Ireland’s gross domestic product is set to contract this year, but its domestic economy is expected to grow, according to the Economic and Social Research Institute.
(Bloomberg) — Ireland’s gross domestic product is set to contract this year, but its domestic economy is expected to grow, according to the Economic and Social Research Institute.
GDP will contract by 1.6%, influenced by international factors including rising inflation and high interest rates, the institute said. That would be the first year the economy fails to expand since 2012, according to the institute.
However, the ESRI is also predicting that the domestic economy will continue to grow in 2023 and into 2024. Modified domestic demand, or MDD, which the institute describes as a more accurate reflection of domestic activity, will increase by 1.8% in 2023, it said.
GDP is not generally considered to be a good indicator of the Irish economy due to the out-sized impact of foreign-owned multinationals.
This highlights the “dual aspect of the Irish economy, the twin track for both the domestic sectors and the multinational sectors,” ESRI Associate Research Professor Conor O’Toole, told reporters.
Economic growth is usually overstated by the of the large number of multinationals present in Ireland, however it currently it is understating activity in the domestic economy, according to the ESRI.
Last month Ireland’s central bank downgraded growth forecasts in its quarterly economic bulletin.
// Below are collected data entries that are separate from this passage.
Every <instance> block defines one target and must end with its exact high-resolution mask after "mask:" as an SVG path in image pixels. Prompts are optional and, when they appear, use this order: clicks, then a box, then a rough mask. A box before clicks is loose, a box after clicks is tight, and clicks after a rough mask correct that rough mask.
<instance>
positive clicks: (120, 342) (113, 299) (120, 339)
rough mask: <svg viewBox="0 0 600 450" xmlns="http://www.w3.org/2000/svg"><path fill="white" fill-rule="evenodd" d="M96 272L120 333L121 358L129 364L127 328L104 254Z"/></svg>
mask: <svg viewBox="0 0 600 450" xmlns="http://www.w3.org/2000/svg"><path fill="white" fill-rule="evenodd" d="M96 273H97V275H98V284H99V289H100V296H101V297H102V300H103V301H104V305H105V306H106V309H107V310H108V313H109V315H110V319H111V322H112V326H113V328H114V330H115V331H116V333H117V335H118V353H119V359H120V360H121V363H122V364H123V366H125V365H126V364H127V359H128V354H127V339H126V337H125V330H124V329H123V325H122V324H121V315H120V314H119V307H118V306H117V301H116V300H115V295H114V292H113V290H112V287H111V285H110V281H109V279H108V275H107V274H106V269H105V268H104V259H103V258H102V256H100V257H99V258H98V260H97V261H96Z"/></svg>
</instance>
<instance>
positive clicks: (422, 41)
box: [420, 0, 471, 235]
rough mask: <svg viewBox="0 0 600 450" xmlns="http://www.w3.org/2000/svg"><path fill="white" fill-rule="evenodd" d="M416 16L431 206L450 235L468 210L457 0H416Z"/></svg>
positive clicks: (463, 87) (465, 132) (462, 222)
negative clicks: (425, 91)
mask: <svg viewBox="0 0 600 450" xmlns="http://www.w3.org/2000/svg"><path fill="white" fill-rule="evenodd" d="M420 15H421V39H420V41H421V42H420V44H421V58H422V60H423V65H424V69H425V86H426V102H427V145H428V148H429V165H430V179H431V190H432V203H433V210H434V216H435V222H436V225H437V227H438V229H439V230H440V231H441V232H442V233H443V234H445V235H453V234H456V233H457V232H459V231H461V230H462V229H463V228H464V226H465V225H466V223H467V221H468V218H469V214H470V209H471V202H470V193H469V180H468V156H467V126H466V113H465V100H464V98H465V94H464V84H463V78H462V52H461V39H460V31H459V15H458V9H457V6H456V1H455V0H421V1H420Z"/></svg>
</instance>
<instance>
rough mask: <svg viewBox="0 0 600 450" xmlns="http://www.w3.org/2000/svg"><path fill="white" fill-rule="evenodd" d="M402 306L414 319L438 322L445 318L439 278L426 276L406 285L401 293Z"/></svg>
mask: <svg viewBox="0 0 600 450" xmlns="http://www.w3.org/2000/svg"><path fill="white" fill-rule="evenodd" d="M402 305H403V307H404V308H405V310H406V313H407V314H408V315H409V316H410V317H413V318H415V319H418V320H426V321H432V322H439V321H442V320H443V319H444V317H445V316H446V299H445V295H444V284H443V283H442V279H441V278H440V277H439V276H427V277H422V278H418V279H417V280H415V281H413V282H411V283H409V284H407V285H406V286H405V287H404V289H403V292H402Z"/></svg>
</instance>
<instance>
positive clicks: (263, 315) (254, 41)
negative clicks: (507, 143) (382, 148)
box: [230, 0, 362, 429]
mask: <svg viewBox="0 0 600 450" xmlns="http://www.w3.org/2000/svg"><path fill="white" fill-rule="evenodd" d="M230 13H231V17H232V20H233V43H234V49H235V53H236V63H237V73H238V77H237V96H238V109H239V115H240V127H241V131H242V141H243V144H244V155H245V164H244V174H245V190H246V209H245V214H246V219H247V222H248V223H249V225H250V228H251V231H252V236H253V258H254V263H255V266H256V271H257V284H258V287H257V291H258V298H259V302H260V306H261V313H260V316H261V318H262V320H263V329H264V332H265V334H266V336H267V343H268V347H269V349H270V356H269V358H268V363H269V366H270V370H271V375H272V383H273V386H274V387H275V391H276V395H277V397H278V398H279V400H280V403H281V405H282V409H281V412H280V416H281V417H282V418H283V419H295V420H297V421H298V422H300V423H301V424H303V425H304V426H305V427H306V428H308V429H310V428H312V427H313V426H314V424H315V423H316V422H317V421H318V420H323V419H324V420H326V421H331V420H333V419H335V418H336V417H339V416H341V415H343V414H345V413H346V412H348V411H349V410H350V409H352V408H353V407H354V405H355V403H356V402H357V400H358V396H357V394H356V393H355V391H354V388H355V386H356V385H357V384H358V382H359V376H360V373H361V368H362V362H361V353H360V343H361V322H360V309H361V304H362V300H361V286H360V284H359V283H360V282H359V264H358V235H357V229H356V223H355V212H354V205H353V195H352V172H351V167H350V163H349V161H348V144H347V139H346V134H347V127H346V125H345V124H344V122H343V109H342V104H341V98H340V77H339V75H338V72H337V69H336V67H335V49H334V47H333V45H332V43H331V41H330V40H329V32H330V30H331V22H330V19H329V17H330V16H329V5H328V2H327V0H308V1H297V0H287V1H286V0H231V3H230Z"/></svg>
MDD is now seen expanding by 2.9%, down from a forecast of 3.7% in June. It also had a 2.9% estimate for GDP.
While the Irish economy is operating close to capacity, it “does look set to experience more moderate rates of growth over the short to medium-term,” said Professor Kieran McQuinn, who authored the ESRI report.
The body expects inflation to continue to negatively impact output and predicts the consumer price index will increase by 6% in 2023 and 3.2% in 2024 given interest rates have not declined as quickly as it previously forecast.